加萊亞諾有個習慣,每屆世界杯到來,在家門外掛上一塊牌子:“因球關門”。加萊亞諾說,“世界杯期間,我從地球搬去足球住。我努力看完所有比賽。世界杯不結束,我不出門,很簡單。”
烏拉圭對加納1/4決賽,加萊亞諾還是出了門,廣場上的狂歡讓他無法抵御。90年代出版《足球:陽光和陰影》一書(圖為該書封面)后,每4年加萊亞諾都會添加新內容,然后再版。最近該書中文版也告面世,梁文道和張曉舟推薦做序,書名譯為《足球往事:那些陽光與陰影下的美麗和憂傷》。

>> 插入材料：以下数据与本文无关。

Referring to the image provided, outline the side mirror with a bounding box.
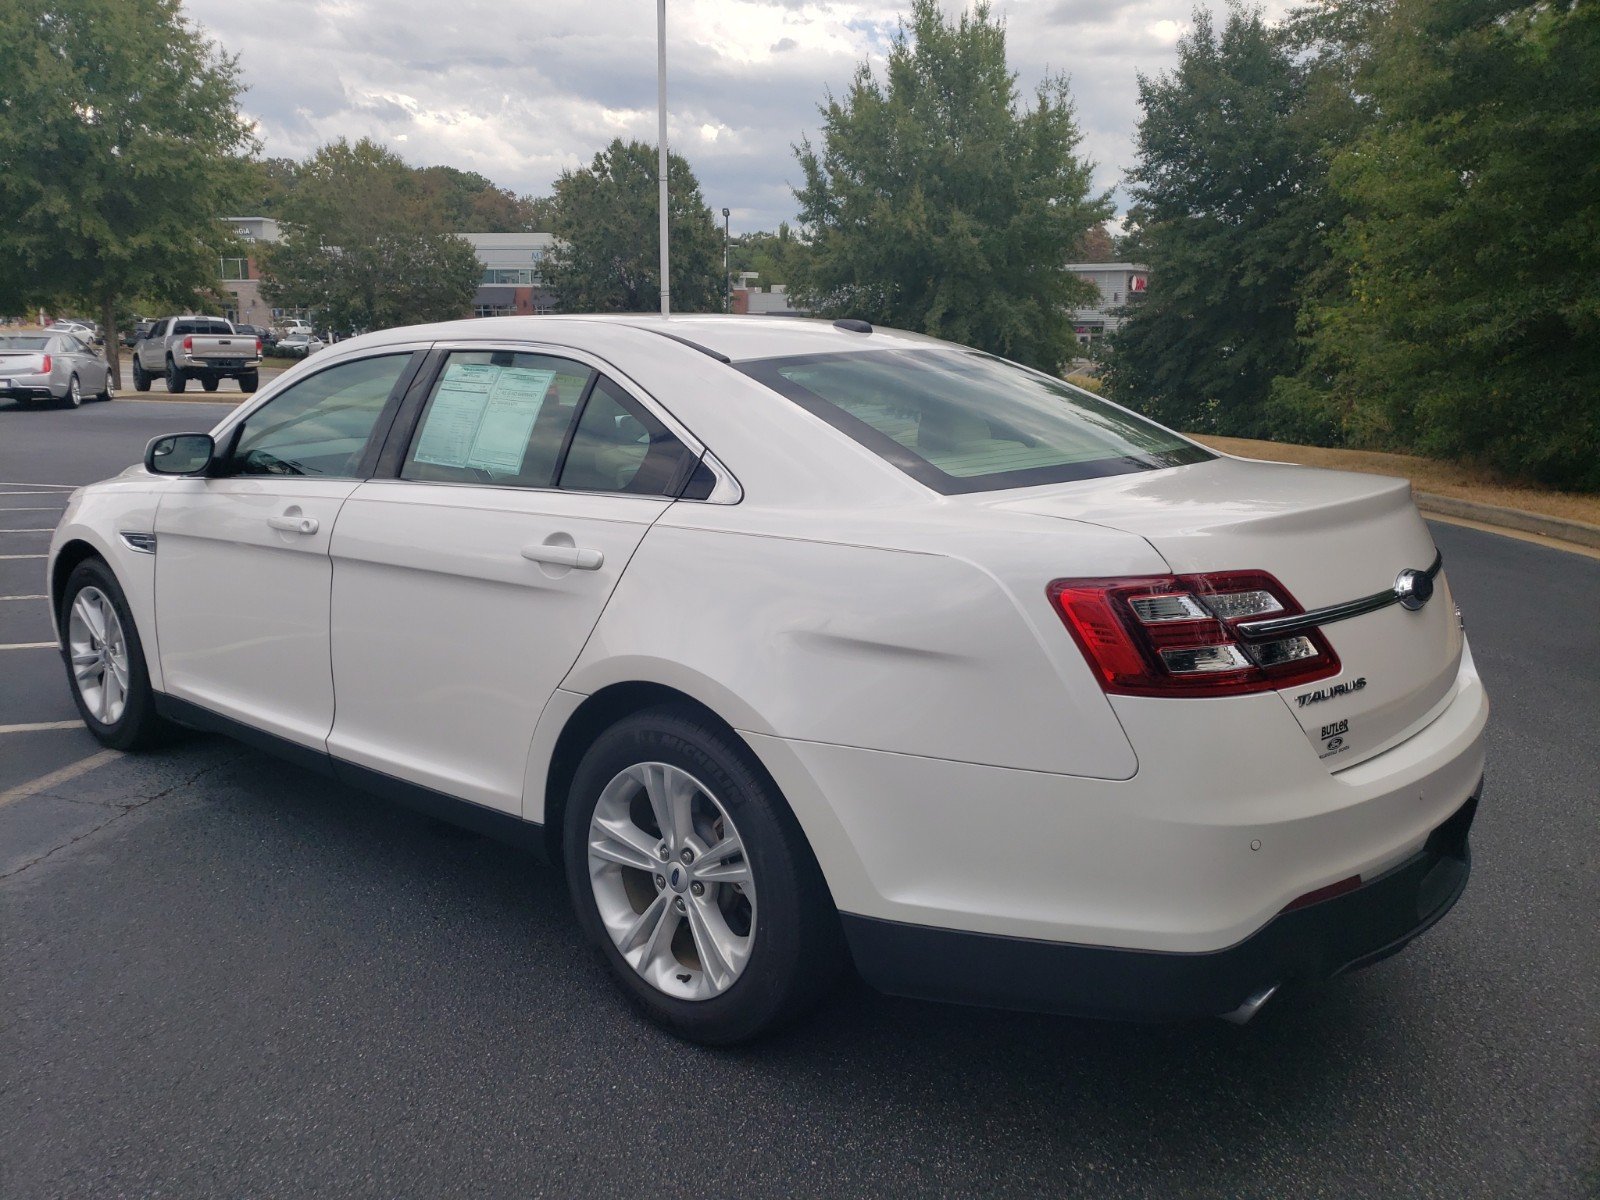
[145,433,215,476]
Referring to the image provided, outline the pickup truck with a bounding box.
[131,315,262,394]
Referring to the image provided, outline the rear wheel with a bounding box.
[59,374,83,409]
[564,705,844,1044]
[201,377,219,393]
[60,559,173,751]
[239,370,258,393]
[165,358,186,393]
[131,358,150,392]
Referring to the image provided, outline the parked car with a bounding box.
[0,331,112,408]
[46,316,1486,1044]
[233,323,276,349]
[127,317,156,348]
[273,332,325,358]
[131,315,262,394]
[53,319,103,349]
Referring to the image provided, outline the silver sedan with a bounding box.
[0,333,112,409]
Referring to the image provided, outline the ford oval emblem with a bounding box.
[1394,567,1435,611]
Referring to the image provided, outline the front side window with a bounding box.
[229,354,411,478]
[402,351,593,488]
[739,348,1211,495]
[557,378,696,496]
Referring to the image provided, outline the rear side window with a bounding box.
[402,351,593,488]
[739,348,1211,495]
[557,377,696,496]
[230,354,410,478]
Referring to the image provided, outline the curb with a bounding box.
[1416,492,1600,551]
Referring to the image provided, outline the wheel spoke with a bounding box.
[108,654,129,691]
[684,892,741,992]
[637,763,695,851]
[98,667,117,721]
[588,816,661,872]
[618,892,677,965]
[691,832,748,883]
[73,594,104,642]
[71,651,100,681]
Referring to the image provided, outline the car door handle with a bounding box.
[521,543,604,570]
[267,514,319,535]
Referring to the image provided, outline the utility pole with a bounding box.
[656,0,671,317]
[722,207,731,313]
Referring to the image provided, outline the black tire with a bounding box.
[201,377,219,393]
[59,374,83,409]
[58,558,174,751]
[95,374,112,401]
[563,704,844,1044]
[165,358,186,393]
[131,358,151,392]
[239,370,259,394]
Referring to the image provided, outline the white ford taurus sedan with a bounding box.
[49,315,1486,1043]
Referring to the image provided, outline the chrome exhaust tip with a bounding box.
[1220,984,1279,1026]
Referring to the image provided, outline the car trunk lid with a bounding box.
[986,455,1464,769]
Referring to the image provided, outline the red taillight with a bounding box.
[254,338,262,355]
[182,335,193,351]
[39,354,52,374]
[1280,875,1362,912]
[1048,571,1340,697]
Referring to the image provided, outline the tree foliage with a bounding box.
[729,223,807,288]
[542,139,723,313]
[1292,0,1600,489]
[0,0,255,380]
[259,138,480,334]
[791,0,1110,372]
[1103,5,1346,438]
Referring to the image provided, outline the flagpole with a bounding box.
[657,0,671,317]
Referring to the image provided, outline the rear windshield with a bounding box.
[174,319,234,335]
[0,336,50,351]
[738,348,1211,494]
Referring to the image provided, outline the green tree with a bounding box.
[0,0,255,384]
[260,138,481,334]
[542,139,723,313]
[729,223,808,288]
[1104,5,1343,438]
[413,165,553,233]
[791,0,1109,372]
[1297,0,1600,489]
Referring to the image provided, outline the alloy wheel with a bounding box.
[586,762,756,1001]
[68,375,82,407]
[67,586,130,724]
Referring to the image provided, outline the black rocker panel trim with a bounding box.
[153,693,546,856]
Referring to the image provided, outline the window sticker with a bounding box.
[412,361,557,472]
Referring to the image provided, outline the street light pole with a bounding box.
[656,0,671,317]
[722,207,731,313]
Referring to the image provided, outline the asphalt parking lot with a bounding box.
[2,397,1596,1198]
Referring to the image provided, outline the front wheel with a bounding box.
[165,359,186,393]
[131,358,151,392]
[60,559,173,750]
[564,705,844,1044]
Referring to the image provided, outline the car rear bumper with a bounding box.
[843,789,1477,1020]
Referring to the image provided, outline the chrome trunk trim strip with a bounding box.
[1237,550,1442,640]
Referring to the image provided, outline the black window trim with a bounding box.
[737,349,1214,496]
[374,341,709,501]
[210,347,427,480]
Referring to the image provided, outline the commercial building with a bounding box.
[214,221,557,327]
[464,233,557,317]
[1064,262,1148,347]
[217,217,284,328]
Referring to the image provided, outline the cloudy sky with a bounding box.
[187,0,1292,233]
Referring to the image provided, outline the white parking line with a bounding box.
[0,642,54,651]
[0,721,84,734]
[0,529,53,534]
[0,554,46,560]
[0,492,68,497]
[0,595,48,601]
[0,481,76,489]
[0,507,66,512]
[0,748,121,808]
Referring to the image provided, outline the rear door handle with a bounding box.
[521,543,604,571]
[267,514,319,535]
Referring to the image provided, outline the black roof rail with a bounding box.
[833,318,873,334]
[625,324,733,364]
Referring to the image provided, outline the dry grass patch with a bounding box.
[1192,435,1600,529]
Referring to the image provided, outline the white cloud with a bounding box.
[188,0,1294,232]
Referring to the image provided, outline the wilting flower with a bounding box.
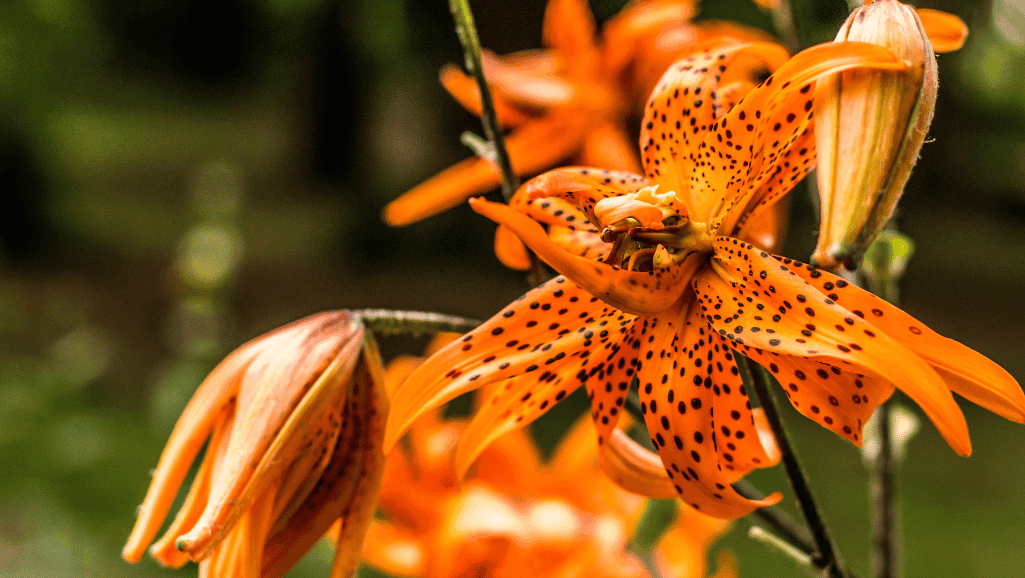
[382,0,775,241]
[386,41,1025,519]
[813,0,969,269]
[365,338,733,578]
[122,311,387,578]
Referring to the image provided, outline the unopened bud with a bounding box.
[813,0,939,270]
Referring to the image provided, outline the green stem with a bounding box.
[447,0,549,287]
[447,0,518,201]
[357,309,480,336]
[737,354,850,578]
[733,480,816,555]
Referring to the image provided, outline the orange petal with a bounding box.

《足球:陽光和陰影》和《被切開的血管》在寫作風格上略有近似。加萊亞諾更像個浪漫的記者而非嚴肅作家,歷史被他用軼事、抒情乃至虛構技法敘述出來,加之西班牙語的激情氣質,文字引人入勝,缺點是容易讓讀者成為情緒的奴隸。
《足球:陽光和陰影》一書對足球商業化、全球化、FIFA角色進行了討伐。但FIFA官方網站也主動推薦他的書,“傳統知識分子曾和體育過不去,帶著懷疑看足球,少有關注,似乎認為這是件不那么重要的事情……近年趨勢有改變……這本書屬于一個對足球進行了最多思考的作家。”

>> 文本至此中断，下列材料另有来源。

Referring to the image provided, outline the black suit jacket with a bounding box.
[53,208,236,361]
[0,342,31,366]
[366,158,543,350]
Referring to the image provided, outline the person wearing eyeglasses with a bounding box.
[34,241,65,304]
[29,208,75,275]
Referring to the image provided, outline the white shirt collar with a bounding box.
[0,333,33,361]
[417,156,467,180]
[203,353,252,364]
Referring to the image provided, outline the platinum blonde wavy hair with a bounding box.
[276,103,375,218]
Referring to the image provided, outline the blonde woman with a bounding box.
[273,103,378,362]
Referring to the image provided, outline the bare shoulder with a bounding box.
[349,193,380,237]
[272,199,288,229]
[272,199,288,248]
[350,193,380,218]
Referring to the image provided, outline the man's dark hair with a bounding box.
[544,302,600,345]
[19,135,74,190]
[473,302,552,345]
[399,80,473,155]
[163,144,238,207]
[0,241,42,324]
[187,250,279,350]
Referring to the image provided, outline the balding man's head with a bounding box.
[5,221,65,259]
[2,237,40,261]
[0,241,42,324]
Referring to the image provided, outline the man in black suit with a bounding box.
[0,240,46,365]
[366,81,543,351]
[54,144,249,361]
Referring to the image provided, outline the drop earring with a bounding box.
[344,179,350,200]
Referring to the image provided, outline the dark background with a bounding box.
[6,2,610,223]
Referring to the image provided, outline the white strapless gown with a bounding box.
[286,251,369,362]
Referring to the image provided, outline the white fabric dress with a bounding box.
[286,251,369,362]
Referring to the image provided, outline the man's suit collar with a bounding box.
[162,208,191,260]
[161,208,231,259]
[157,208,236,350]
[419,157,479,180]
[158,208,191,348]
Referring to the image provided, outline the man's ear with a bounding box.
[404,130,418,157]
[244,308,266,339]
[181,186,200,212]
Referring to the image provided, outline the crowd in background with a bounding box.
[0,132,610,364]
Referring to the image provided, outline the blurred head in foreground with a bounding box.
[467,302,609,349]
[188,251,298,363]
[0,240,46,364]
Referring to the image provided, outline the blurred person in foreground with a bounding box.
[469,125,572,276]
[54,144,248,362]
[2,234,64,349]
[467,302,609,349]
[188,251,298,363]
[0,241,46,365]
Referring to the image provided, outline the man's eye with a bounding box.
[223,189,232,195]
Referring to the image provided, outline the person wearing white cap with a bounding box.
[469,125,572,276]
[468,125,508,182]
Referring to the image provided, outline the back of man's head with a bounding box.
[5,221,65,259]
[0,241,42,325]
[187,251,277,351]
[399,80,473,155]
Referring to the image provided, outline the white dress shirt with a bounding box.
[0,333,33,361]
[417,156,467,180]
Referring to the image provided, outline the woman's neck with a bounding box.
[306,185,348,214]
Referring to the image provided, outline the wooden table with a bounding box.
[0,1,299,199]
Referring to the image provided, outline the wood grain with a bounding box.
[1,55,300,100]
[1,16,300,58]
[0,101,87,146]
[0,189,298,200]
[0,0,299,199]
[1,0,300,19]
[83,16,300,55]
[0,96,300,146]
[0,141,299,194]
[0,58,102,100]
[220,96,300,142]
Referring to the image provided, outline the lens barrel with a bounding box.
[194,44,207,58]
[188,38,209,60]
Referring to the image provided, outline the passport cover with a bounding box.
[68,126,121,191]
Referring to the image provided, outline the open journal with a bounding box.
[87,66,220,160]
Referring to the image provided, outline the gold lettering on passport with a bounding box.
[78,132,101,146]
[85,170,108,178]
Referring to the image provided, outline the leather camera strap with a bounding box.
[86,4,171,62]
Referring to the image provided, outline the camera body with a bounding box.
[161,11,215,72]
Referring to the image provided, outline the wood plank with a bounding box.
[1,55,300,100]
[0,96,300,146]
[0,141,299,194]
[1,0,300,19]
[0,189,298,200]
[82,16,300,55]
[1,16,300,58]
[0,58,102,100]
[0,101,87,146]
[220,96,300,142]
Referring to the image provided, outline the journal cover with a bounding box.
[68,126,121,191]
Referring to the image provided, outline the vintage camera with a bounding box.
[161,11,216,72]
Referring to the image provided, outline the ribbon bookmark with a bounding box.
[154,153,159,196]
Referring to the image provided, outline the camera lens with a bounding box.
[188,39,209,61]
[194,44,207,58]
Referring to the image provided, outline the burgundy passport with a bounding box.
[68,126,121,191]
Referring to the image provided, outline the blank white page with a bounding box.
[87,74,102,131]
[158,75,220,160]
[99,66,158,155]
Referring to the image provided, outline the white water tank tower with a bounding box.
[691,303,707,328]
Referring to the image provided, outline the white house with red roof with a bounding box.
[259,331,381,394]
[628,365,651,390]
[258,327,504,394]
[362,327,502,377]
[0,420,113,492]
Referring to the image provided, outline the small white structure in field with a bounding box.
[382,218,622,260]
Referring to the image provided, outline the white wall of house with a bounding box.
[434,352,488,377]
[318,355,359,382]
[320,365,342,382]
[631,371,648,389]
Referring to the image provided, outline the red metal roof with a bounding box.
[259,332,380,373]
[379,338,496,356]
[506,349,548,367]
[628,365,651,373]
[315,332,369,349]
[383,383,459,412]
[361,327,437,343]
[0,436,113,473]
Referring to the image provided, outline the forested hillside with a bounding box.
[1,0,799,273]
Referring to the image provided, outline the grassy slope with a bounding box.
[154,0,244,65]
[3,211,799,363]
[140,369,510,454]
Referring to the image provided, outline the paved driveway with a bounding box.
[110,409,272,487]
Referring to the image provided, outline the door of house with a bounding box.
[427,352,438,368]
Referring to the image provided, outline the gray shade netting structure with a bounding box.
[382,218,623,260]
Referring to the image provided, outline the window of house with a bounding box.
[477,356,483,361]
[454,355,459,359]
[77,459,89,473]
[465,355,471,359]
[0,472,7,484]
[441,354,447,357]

加萊亞諾今年對西班牙某雜志說,“知識分子一向排斥足球,左派認為它讓人民不動腦,右派認為它證明人民不動腦。”加萊亞諾20歲時和朋友們自創一份左翼報紙,每次開5000人股東大會都吵到天亮,加萊亞諾必須誓死捍衛足球版面,因為不少人認為把一份工人喉舌報紙五六個頁面獻給“人民的鴉片”是犯罪。

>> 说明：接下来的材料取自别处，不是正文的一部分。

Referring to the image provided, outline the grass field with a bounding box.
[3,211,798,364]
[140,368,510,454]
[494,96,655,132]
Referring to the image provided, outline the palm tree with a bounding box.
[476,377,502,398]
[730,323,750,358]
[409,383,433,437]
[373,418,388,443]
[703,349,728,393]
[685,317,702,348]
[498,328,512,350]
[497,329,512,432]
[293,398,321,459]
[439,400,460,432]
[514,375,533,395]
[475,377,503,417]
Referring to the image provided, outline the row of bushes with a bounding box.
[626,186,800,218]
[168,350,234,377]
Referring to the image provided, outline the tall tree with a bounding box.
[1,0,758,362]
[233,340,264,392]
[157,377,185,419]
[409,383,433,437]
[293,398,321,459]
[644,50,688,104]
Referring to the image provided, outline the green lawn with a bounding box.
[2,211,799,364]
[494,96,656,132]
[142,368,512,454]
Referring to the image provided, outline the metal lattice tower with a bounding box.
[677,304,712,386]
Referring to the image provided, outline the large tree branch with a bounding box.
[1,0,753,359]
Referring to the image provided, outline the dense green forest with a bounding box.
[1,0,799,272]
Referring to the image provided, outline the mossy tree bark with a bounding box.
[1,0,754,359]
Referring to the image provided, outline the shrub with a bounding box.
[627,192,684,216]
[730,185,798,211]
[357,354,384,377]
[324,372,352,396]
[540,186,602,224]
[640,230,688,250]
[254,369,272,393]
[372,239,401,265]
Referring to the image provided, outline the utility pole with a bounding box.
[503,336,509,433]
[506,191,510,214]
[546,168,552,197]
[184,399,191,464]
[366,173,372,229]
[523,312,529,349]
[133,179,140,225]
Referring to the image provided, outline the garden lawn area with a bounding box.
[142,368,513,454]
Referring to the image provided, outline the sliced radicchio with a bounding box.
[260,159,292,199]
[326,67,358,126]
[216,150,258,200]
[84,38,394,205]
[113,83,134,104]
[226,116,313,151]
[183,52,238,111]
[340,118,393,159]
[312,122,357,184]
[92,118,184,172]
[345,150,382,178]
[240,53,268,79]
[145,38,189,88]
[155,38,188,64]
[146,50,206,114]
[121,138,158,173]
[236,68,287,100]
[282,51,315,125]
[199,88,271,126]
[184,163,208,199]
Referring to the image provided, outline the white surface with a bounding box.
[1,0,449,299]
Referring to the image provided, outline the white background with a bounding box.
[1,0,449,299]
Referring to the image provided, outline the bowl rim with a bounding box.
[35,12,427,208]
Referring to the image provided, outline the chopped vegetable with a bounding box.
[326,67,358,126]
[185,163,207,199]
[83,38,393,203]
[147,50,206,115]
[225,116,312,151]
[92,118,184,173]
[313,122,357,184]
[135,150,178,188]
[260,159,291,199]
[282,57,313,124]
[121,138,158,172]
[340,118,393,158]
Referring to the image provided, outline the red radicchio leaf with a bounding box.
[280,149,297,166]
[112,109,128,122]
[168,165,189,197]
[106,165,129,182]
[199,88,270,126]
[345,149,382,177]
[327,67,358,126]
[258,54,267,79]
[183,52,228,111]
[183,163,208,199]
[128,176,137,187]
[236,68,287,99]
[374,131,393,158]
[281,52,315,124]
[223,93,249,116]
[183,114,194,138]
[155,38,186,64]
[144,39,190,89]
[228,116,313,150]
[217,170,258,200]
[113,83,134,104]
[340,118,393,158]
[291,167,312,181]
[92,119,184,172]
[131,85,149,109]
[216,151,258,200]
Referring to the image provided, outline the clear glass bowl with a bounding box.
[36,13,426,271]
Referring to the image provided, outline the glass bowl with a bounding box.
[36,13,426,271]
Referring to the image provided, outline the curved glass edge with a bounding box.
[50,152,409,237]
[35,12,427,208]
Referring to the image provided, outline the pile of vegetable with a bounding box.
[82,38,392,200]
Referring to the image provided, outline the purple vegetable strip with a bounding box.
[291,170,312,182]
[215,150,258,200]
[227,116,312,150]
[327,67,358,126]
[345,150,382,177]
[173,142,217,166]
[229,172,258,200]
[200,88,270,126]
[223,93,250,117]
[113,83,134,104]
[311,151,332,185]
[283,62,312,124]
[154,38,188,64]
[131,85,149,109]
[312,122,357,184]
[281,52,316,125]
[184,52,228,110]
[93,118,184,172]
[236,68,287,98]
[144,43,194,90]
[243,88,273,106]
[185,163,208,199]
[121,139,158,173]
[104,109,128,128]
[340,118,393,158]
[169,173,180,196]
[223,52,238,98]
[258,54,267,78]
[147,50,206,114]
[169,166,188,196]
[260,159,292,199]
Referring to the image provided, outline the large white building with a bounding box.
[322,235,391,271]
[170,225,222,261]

和寫作風格一樣,加萊亞諾談的知識分子和足球的矛盾略微言過其實,他那自創工人報紙的讀者兼股東很多并非知識分子,僅是意識形態信徒。絕大多數拉美人不可能排斥足球,知識分子往往也是足球激情的優秀書寫者、記錄者。恰恰是烏拉圭、阿根廷、智利、巴西等國,作品里出現足球的作家數不勝數,而且他們能帶著更平靜的態度去寫作足球,例如時代更早、在文學上比加萊亞諾成就更高的烏拉圭作家貝內德蒂也是流亡過的左派,他很早就寫過一篇小說《左前鋒》。
索里亞諾筆下的烏拉圭傳奇
在《足球:陽光和陰影》一書里,有封阿根廷作家索里亞諾寫給加萊亞諾的信。索里亞諾也是左派,也曾流亡。加萊亞諾偏意識形態,對左翼運動影響更大;英年早逝的索里亞諾更具無政府主義氣質,小說成就更高,作品《孤獨、悲傷和終結》享譽南美文壇。
意大利曾有評論家概括,南美足球文學可分出“索里亞諾派”和“加萊亞諾派”。加萊亞諾的左翼歷史寫作風格上文已略講述。索里亞諾足球作品則多屬虛構,例如1942年世界杯,匪徒布屈·卡西迪的兒子成了足球裁判,世界上耗時最長的點球……現實批判、政治諷刺、文學和電影戲仿糅合在虛構故事中。
結合烏拉圭歷史性地重返世界杯半決賽,筆者在此節選翻譯一段索里亞諾擔任體育記者時的非虛構作品。主角是烏拉圭1950年在馬拉卡納體育場戰勝巴西贏得世界冠軍的隊長奧布杜利奧·巴雷拉(如圖):
和斯基亞菲諾、吉賈兩位1950年決賽進球者一樣,奧布杜利奧在巴西家喻戶曉。當時巴西踢平就可以奪冠。下半時巴西隊率先進球,奧布杜利奧獨自抱起皮球,頂住全場噓聲,花了足足2分鐘走到中圈,然后又聲稱巴西進球越位,找來翻譯和裁判交涉又1分鐘。比賽重開,巴西人剛燃起的熱情在奧布杜利奧挑釁下熄滅,烏拉圭全線反攻……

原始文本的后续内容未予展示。